Be especially careful with plugins that provide new macros for the wiki content. Once you install such a plugin you won't be able to uninstall it without breaking wiki pages until all the references to that macro are removed (with tens of thousands of pages and no ability to track the references this might be a big challenge).

In general however, try to keep the number of plugins low. It’s better for performance and you won’t get in trouble as often when you need to upgrade Confluence but some of the plugins you use are not compatible with the new Confluence version.

Conclusion

You should now have a good idea about how to configure Confluence and where this configuration is done. In the next chapters we'll look at upgrading Confluence, patching and more.

9 comments:

Tim Moore said...

Hi again, Igor,

One specific question: you recommend the use of "Compress HTTP Responses". I'm curious about why you have Confluence do the compression instead of using mod_deflate in the Apache that sits in front of it.

Thanks
-- Tim

Igor Minar said...

Good point, Tim. Actually I don't care where the compression is being done, as long as it is done somewhere.

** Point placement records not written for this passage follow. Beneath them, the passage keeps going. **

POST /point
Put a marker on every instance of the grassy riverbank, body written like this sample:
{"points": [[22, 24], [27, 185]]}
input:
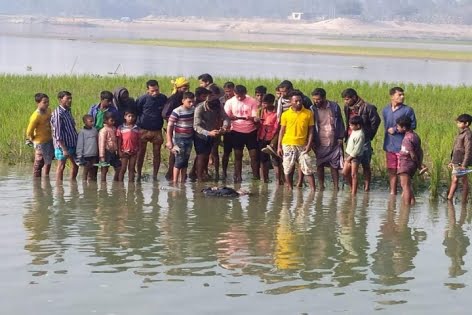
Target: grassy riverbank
{"points": [[436, 108], [306, 48]]}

The built in compression filter blindly compresses all the responses (even png and other files that can't be efficiently compressed), so setting the compression in the webserver will likely perform better.

Thanks for bringing that up.

Scott Farquhar said...

Igor,

Which version of Confluence are you using? I believe that 2.7 and earlier had the problem of compressing images, however, this was fixed with the move to a better gzip filter in 2.8.

Cheers,
Scott

Igor Minar said...

Hi Scott,

We are at 3.2.1 and when I tested it the other day, it was sending png attachments with the compression on.

/i

snk said...

Hi Igor,

I REALLY appreciate your write-ups on Confluence - thank you for taking the time to share your experience with us running much smaller Confluence installs.

One question - where do I find soui_zhs.ttf? We've been using Code2000.ttf and getting complaints on appearance, but we need to support multiple languages on PDF export. I'd like to test soui_zhs.ttf but can't seem to find it.

Thanks, Scott

Igor Minar said...

Scott,

It's been a long time since we troubleshooted out PDF issues, but I'm quite certain that the soui_zhs.ttf font we ended up using was part of Open Office and that's where we got it from.

hth,
Igor

Tarun Sapra said...

Hello Igor,

I am working on upgrading to confluence 3.2.1 from confluence 2.10 and I am having problem with Anti-Xss feature, I am using getting a feed from JIRA to display onto my confluence but that feed contains some html and i am not able to render the html i.e. the html is displayed along with tags onto the confluence I have tried using suffix "html" in the velocity templates but still it isn't workin'...any ideas would be very welcome :)

Irving Popovetsky said...

Igor,

soui_zhs.ttf isn't part of OpenOffice, it isn't in the distribution or the source repository.

Can you post this file and share?

Igor Minar said...

You are right. I wonder how I got the file renamed like this. In any case, I do get some hits when searching for soui.ttf in openoffice, my best guess is that that's the right file.